JOHANNESBURG (Reuters) – South African state companies have requested billions of rand in funding from the government to help them weather the impact of the coronavirus crisis, a finance ministry presentation to parliament showed on Tuesday.
Loss-making state companies have long been an Achilles heel for Africa’s most industrialised economy, requiring bailouts that have placed its public finances under huge strain at a time of weak economic growth and helped push its sovereign credit rating to “junk” status.
The South African Post Office had requested 4.9 billion rand ($292.87 million) in support, broadcaster SABC was seeking 1.5 billion and airports company ACSA had applied for an equity injection of 3.5 billion because of the impact of COVID-19, according to the presentation by National Treasury officials.
Ailing power utility Eskom’s financial performance was worse than budgeted for as a result of limited economic activity during the pandemic, and arms firm Denel faced the risk of entering bankruptcy protection or being liquidated, it added.

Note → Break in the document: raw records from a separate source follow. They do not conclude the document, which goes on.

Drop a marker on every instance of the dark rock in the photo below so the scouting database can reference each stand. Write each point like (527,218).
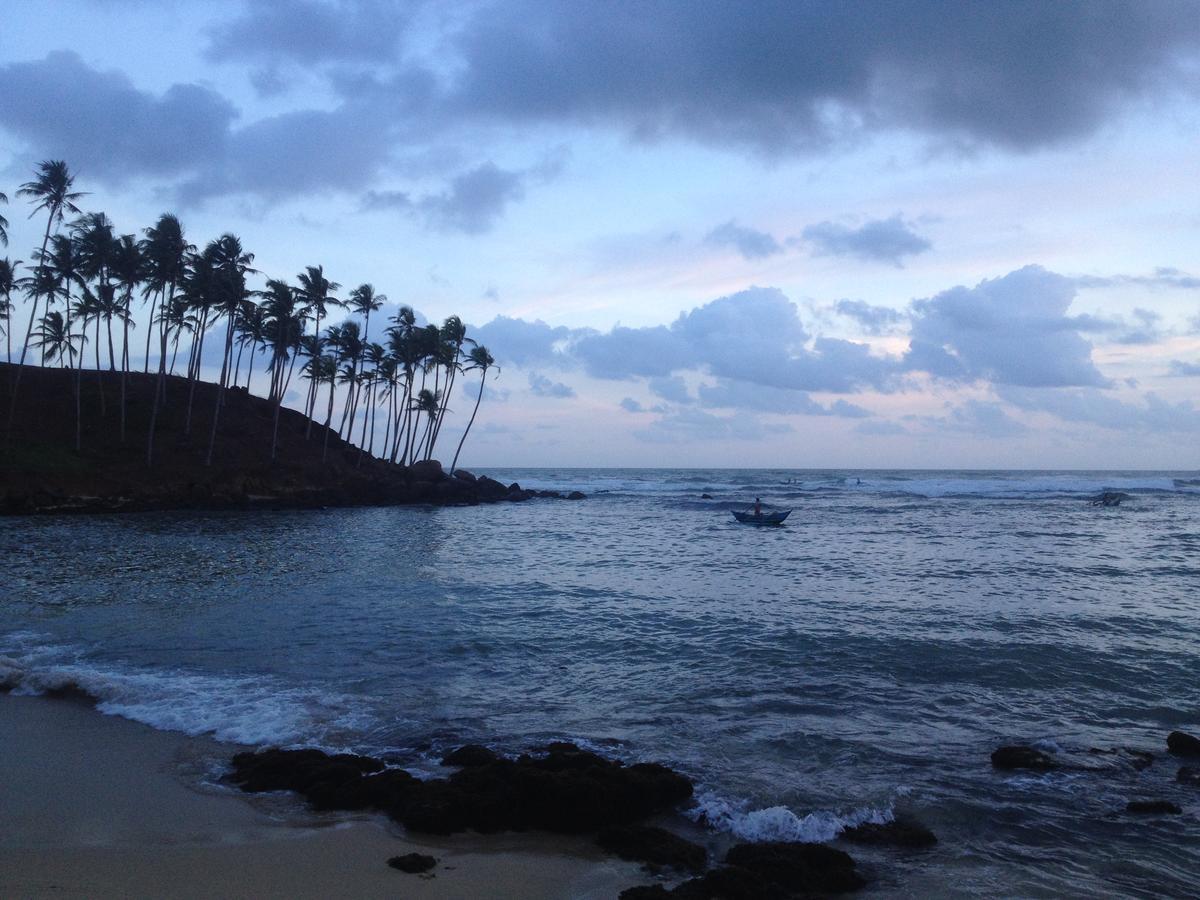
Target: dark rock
(1021,756)
(898,833)
(1164,807)
(1182,744)
(413,863)
(798,868)
(567,790)
(657,846)
(426,471)
(471,755)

The companies did not immediately respond to a Reuters request for comment.
Denel, which makes military equipment for South Africa’s armed forces and clients around the world, told Reuters last week that it was not planning to seek new government equity injections despite a liquidity crunch aggravated by the pandemic.
It is unclear how much funding will be issued to the state firms. South Africa’s economy is forecast to contract at least 7% this year because of the coronavirus crisis and its budget deficit could balloon to as much as 16% of GDP in the current fiscal year.
One bright spot was agricultural lender Land Bank. It had resumed interest payments to lenders from Aug 11, the presentation showed, after defaulting earlier this year and being promised a bailout in a June budget.